So says new research from the Stanford PhD dissertation of Emily Garbinsky:
Through a series of five experiments, the authors showed that feeling powerful — defined as having control over valuable resources — is a pleasant state that individuals are motivated to maintain. And since money is the most coveted resource we have, they argue that individuals who feel powerful save money to secure their feelings of power. Indeed, they found that if power were guaranteed to be secure for life — or if power could be leveraged through another resource, such as knowledge — it did not help fill the piggy bank. The impulse to save was observed only when saving money was considered a means toward maintaining power.
Read that last sentence and it rolls up a little bit with some of the ideas around inequality right now.

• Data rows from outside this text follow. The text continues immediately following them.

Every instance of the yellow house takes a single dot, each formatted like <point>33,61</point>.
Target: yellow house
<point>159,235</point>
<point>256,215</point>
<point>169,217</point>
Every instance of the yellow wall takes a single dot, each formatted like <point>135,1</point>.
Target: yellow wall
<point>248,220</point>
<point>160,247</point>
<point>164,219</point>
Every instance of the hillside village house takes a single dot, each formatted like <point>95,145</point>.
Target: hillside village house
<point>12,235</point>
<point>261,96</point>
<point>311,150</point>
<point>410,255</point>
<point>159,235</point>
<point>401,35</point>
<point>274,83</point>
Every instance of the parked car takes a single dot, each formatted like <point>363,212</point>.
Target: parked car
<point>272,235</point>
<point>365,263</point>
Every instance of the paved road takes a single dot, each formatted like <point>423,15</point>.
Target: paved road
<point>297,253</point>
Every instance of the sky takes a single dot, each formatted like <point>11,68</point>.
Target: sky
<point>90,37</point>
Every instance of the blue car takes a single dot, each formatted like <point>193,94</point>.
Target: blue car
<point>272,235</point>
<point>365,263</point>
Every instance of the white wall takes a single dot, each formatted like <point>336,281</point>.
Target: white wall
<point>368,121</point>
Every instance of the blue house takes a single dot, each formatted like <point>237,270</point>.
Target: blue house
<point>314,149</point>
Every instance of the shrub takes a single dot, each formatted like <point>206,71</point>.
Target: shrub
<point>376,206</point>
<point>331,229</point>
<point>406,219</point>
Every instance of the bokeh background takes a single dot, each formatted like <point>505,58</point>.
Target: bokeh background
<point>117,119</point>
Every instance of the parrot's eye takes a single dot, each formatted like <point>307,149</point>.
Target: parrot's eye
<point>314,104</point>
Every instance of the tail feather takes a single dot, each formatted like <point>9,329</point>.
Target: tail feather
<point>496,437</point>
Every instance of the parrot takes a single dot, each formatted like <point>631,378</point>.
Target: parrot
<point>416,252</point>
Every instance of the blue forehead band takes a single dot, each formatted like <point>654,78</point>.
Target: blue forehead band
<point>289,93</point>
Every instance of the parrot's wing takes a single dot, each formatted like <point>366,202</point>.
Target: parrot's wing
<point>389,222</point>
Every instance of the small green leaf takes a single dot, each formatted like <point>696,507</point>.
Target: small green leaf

The researchers highlight a key point — some of the most basic things dictating how much money you have and how much you can save are essentially unchangeable, such as education, upbringing, parents’ professions, etc. So while it may sound like psychology-meets-hooey in some ways, the idea of simply feeling a little more powerful and understanding that saving money can help bolster that feeling could be the key.
I’m early-to-mid-30s and I’d say a good percentage of my friends (myself included) don’t even really think about savings day-to-day with loans and other obligations (I also know many that do), so research here could be tangibly crucial in terms of how to think about getting younger people to save. At the very least, it’s a different context of the discussion as opposed to the millions of self-help articles out there.